The incision is often made on the inside of the lower eyelid, so there’s no visible scar. Recovery takes longer than most people expect. Swelling and bruising peak in the first few days and start improving around two to three weeks after surgery. You can typically drive again within 5 to 10 days, but heavy lifting and vigorous exercise are off-limits for four to six weeks. Most people look presentable enough for work within two weeks, though subtle swelling can linger for a few months.

Blepharoplasty results are long-lasting because the repositioned or removed fat doesn’t typically return. The remaining tissue continues to age, so some looseness may develop over the years, but the dramatic bags generally don’t come back.

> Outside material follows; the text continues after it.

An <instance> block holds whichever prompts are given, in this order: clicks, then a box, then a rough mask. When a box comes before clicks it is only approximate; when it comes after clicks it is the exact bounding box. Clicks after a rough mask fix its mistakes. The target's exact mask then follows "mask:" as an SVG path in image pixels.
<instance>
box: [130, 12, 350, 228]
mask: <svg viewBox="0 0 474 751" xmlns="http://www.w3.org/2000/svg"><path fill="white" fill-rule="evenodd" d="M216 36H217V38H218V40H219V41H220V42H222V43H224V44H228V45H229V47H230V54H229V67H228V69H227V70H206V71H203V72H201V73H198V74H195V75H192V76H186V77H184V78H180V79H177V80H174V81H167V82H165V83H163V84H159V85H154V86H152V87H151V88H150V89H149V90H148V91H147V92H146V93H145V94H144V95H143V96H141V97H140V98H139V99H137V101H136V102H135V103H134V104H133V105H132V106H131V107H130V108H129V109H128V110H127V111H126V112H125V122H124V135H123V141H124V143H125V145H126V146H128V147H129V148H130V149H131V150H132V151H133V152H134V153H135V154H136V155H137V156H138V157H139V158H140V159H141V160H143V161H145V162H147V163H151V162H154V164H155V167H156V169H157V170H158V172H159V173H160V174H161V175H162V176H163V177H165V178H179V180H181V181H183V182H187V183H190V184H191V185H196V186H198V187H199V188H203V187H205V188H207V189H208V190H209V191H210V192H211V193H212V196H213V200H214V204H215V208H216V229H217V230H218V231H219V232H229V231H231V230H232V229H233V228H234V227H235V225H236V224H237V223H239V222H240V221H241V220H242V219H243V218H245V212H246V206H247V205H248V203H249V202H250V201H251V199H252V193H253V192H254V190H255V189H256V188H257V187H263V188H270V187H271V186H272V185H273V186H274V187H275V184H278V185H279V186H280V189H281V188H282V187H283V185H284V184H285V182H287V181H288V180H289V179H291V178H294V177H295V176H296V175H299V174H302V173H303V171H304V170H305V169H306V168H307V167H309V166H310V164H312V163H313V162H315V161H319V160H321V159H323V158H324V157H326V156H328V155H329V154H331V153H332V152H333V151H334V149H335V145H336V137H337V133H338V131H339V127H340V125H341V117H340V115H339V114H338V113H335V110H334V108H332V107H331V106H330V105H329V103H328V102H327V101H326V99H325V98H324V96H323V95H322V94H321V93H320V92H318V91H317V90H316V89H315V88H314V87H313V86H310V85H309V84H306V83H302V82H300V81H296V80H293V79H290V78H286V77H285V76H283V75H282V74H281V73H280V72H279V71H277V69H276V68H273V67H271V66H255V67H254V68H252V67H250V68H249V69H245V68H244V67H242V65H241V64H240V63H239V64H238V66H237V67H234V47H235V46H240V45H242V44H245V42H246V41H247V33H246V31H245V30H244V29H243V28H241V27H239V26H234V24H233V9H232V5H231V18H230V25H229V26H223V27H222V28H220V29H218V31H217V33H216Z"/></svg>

Matching the Fix to the Problem

The most common mistake people make with under-eye bags is using the wrong category of treatment. Expensive eye creams won’t fix structural fat pads, and surgery is overkill for fluid retention that would respond to better sleep and less sodium. A quick way to tell what you’re dealing with: press gently on the puffy area. If it feels soft and slightly squishy, you’re likely retaining fluid. If it feels firm and doesn’t change with pressure, you’re probably seeing fat prolapse that only fillers or surgery will meaningfully improve.

Age matters too. Puffiness in your 20s is almost always lifestyle-driven. Bags that appear in your 40s or 50s and gradually worsen are more likely structural. Many people have both, with a baseline structural bag that looks worse on mornings after poor sleep or a salty dinner. In that case, lifestyle changes reduce the day-to-day variation while a procedure addresses the underlying anatomy.